Abstract

Aminoacylation of tRNA Tyr involves two steps: (1) tyrosine activation to form the tyrosyl-adenylate intermediate; and (2) transfer of tyrosine from the tyrosyl-adenylate intermediate to tRNA Tyr. In Bacillus stearothermophilus tyrosyl-tRNA synthetase, Asp78, Tyr169, and Gln173 have been shown to form hydrogen bonds with the α-ammonium group of the tyrosine substrate during the first step of the aminoacylation reaction. Asp194 and Gln195 stabilize the transition state complex for the first step of the reaction by hydrogen bonding with the 2′-hydroxyl group of AMP and the carboxylate oxygen atom of tyrosine, respectively. Here, the roles that Asp78, Tyr169, Gln173, Asp194, and Gln195 play in catalysis of the second step of the reaction are investigated. Pre-steady-state kinetic analyses of alanine variants at each of these positions shows that while the replacement of Gln173 by alanine does not affect the initial binding of the tRNA Tyr substrate, it destabilizes the transition state complex for the second step of the reaction by 2.3 kcal/mol.

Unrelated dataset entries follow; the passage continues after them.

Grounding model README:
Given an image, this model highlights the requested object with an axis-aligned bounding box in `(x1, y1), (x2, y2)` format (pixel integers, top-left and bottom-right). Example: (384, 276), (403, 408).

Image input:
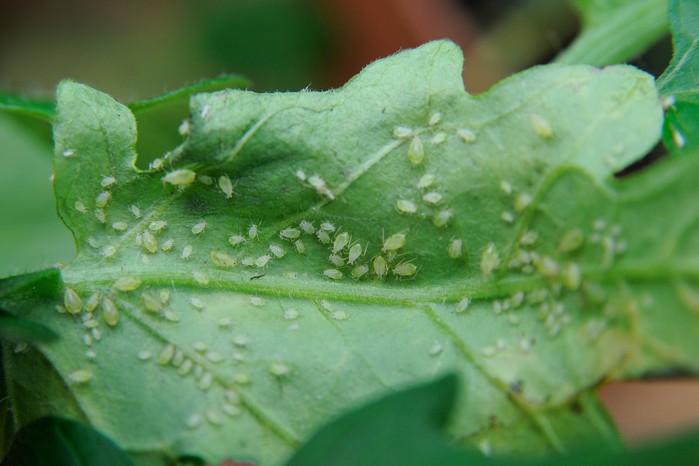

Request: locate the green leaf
(556, 0), (668, 66)
(658, 0), (699, 153)
(3, 417), (133, 466)
(7, 42), (699, 464)
(287, 375), (482, 466)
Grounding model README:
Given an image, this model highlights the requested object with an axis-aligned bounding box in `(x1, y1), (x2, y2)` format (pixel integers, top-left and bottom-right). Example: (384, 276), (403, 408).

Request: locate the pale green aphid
(379, 233), (405, 251)
(162, 168), (197, 187)
(393, 262), (417, 277)
(100, 176), (116, 188)
(408, 136), (425, 165)
(218, 175), (233, 199)
(422, 191), (443, 204)
(333, 231), (350, 253)
(372, 256), (388, 278)
(63, 286), (83, 315)
(323, 269), (342, 280)
(95, 191), (112, 209)
(192, 270), (209, 286)
(481, 243), (500, 277)
(279, 228), (301, 239)
(228, 235), (245, 247)
(192, 220), (206, 235)
(347, 243), (362, 264)
(102, 296), (119, 327)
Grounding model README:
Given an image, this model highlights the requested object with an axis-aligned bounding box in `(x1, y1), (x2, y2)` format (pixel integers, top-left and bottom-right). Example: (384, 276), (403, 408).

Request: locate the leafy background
(1, 2), (691, 466)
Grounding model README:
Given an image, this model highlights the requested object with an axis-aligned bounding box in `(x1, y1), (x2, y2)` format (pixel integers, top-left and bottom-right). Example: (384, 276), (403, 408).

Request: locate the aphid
(427, 112), (442, 126)
(430, 131), (447, 144)
(534, 256), (560, 277)
(417, 173), (436, 189)
(557, 228), (585, 253)
(316, 230), (330, 244)
(393, 262), (417, 277)
(228, 235), (245, 247)
(481, 243), (500, 277)
(100, 244), (116, 259)
(162, 168), (197, 187)
(112, 276), (141, 291)
(328, 254), (345, 267)
(456, 128), (476, 142)
(160, 238), (175, 252)
(95, 209), (107, 223)
(68, 369), (94, 383)
(141, 291), (163, 312)
(269, 244), (286, 259)
(129, 205), (141, 218)
(63, 286), (83, 315)
(299, 220), (316, 235)
(192, 270), (209, 286)
(218, 175), (233, 199)
(279, 228), (301, 239)
(95, 191), (112, 209)
(379, 233), (405, 251)
(102, 296), (119, 327)
(255, 254), (272, 268)
(447, 238), (464, 259)
(177, 359), (194, 375)
(372, 256), (388, 278)
(112, 222), (129, 231)
(210, 249), (238, 268)
(454, 296), (471, 314)
(75, 201), (87, 214)
(192, 220), (206, 235)
(500, 180), (512, 196)
(148, 220), (167, 232)
(308, 174), (335, 200)
(100, 176), (116, 188)
(156, 344), (175, 366)
(333, 231), (349, 253)
(141, 230), (158, 254)
(408, 136), (425, 165)
(396, 199), (417, 214)
(189, 296), (206, 311)
(351, 264), (369, 280)
(148, 157), (165, 172)
(432, 209), (454, 228)
(393, 126), (413, 139)
(177, 119), (192, 136)
(323, 269), (342, 280)
(514, 193), (532, 212)
(519, 230), (539, 246)
(347, 243), (362, 264)
(320, 220), (336, 233)
(422, 191), (443, 204)
(529, 113), (553, 139)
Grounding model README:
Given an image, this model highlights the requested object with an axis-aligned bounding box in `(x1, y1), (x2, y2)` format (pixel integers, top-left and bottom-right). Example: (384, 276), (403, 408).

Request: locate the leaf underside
(5, 42), (699, 464)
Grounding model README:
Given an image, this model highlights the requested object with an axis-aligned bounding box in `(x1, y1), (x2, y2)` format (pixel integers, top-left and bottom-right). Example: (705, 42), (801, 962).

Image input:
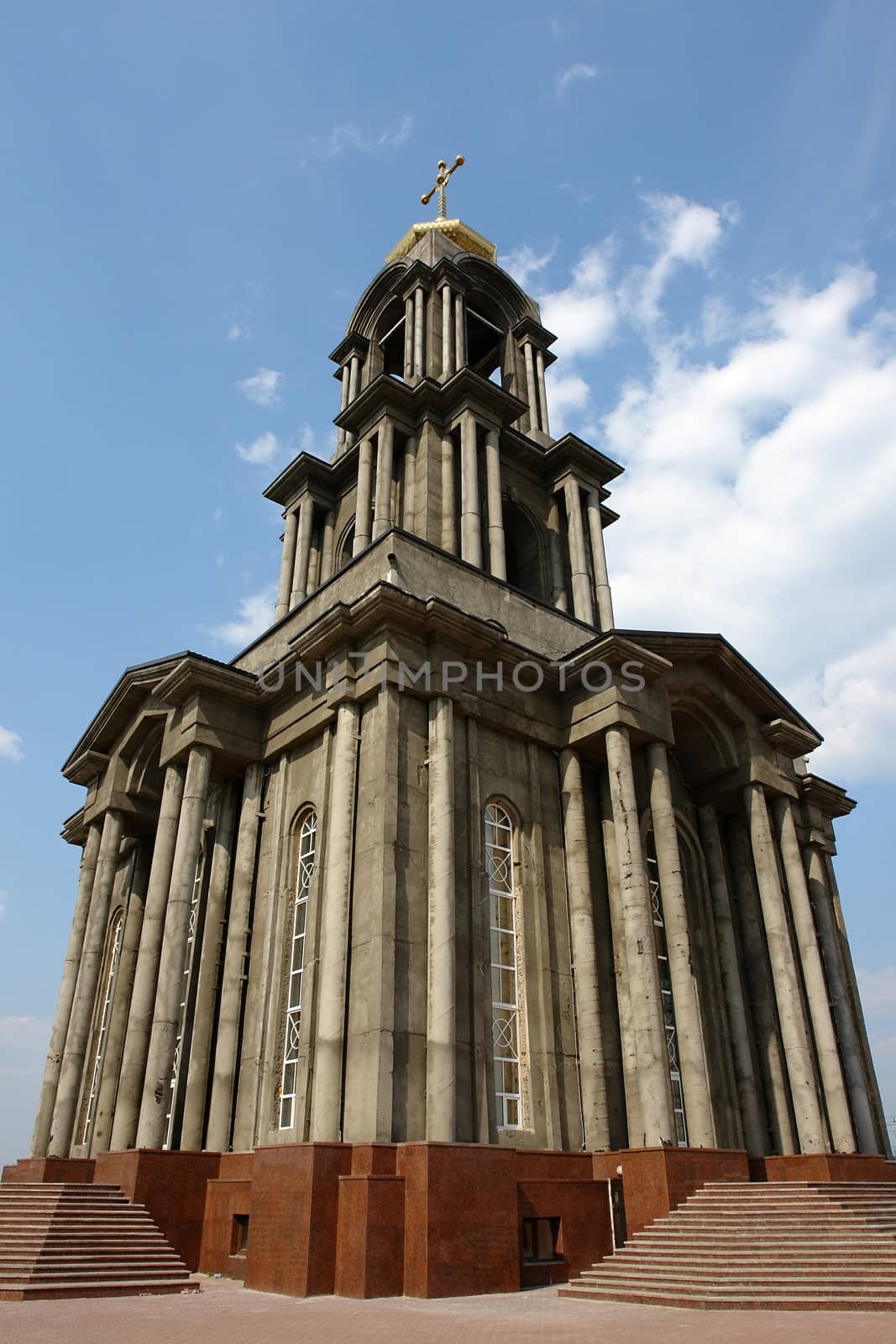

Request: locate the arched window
(502, 499), (545, 602)
(646, 828), (688, 1147)
(81, 910), (125, 1144)
(161, 835), (208, 1147)
(485, 802), (522, 1129)
(280, 811), (317, 1129)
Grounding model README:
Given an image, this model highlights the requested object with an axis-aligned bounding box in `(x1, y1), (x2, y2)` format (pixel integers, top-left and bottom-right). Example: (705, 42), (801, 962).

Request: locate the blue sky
(0, 0), (896, 1160)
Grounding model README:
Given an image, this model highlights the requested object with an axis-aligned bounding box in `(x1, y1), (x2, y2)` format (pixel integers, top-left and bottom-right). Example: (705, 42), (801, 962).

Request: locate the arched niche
(502, 496), (548, 602)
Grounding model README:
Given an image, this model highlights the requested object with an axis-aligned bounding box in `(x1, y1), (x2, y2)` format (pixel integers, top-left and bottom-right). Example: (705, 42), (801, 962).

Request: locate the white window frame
(484, 802), (522, 1129)
(277, 808), (317, 1129)
(81, 909), (125, 1144)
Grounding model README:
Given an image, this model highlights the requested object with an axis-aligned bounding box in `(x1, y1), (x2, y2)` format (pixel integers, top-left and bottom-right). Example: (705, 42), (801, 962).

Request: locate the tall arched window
(280, 811), (317, 1129)
(646, 829), (688, 1147)
(81, 910), (125, 1144)
(485, 802), (522, 1129)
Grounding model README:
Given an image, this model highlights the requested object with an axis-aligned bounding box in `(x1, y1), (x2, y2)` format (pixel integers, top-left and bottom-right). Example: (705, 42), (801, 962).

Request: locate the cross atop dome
(385, 155), (497, 262)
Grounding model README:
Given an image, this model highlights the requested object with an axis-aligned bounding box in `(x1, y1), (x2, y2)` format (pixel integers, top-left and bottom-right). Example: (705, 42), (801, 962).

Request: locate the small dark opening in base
(230, 1214), (249, 1255)
(522, 1218), (563, 1265)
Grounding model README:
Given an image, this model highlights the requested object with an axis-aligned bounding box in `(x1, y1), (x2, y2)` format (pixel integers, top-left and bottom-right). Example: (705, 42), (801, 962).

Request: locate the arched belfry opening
(502, 497), (548, 602)
(376, 296), (406, 381)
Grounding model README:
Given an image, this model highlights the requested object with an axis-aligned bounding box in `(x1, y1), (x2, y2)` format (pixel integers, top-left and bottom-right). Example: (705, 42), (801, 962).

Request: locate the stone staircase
(0, 1181), (199, 1302)
(558, 1181), (896, 1312)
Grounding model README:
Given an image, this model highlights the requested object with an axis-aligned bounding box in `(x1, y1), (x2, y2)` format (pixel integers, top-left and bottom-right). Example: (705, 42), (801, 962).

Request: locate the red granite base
(3, 1142), (896, 1299)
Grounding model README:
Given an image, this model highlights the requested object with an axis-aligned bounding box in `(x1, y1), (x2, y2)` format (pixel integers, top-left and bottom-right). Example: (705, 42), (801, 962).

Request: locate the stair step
(0, 1278), (200, 1302)
(558, 1285), (896, 1312)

None of the other alanine substitutions affects either the initial binding of the tRNA Tyr substrate or the stability of the transition state for the second step of the aminoacylation reaction. Taken together, the results presented here and the accompanying paper are consistent with a concerted reaction mechanism for the transfer of tyrosine to tRNA Tyr, and suggest that catalysis of the second step of tRNA Tyr aminoacylation involves stabilization of a transition state in which the scissile acylphosphate bond of the tyrosyl-adenylate species is strained. Cleavage of the scissile bond on the breakdown of the transition state alleviates this strain.